Sunday, February 17, 2013

Computing polygon centroids for non-contiguous polygons in R


I don't like doing spatial analysis in a graphical GIS program like Arc or QGis. I find them fine for looking at data, but not for analysis. For that, I'd rather use a scripting language, and I am NOT going to use Arc's python scripting support (my experience with arcgisscripting is not good).

So, I'm quite excited about the growing support for spatial data in Python and R (Yes, I probably need to get out more). I would love to get to the point where I could do all my analysis in Python or R and dump out the results for viewing in a GIS program.

So, in order to learn about the new R packages for spatial data, I set myself the task of calculating the centroids of non-contiguous polygons. So, more concretely, I mean:


  • I have a layer of polygons, and each polygon has a name/identifier (a postcode, zone number, etc)
  • I would like to calculate the centroid of each name/identifier.
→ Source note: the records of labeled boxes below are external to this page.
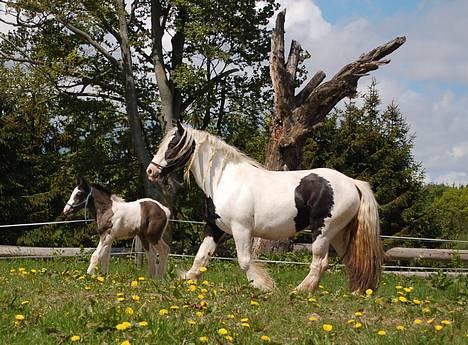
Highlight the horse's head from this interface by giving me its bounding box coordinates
[146,122,195,181]
[63,176,91,217]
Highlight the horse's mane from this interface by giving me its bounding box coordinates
[91,183,125,201]
[185,128,265,169]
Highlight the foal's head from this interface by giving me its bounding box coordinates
[63,176,91,217]
[146,122,195,181]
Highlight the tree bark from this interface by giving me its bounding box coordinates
[254,10,406,254]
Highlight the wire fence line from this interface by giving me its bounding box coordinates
[0,219,468,244]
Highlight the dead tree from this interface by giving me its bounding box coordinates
[254,10,406,253]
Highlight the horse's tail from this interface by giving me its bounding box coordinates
[343,180,384,293]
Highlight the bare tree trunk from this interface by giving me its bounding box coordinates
[254,10,406,254]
Note that there may be more than one polygon with that identifier, and in that case I want the centroid of all the polygons with that name/identifier. (Or, if you prefer, the centre of mass of all the polygons with the same identifier).
Note that the 'centroid' I am calculating here for each name/identifier may not be inside a polygon with that name/identifier. 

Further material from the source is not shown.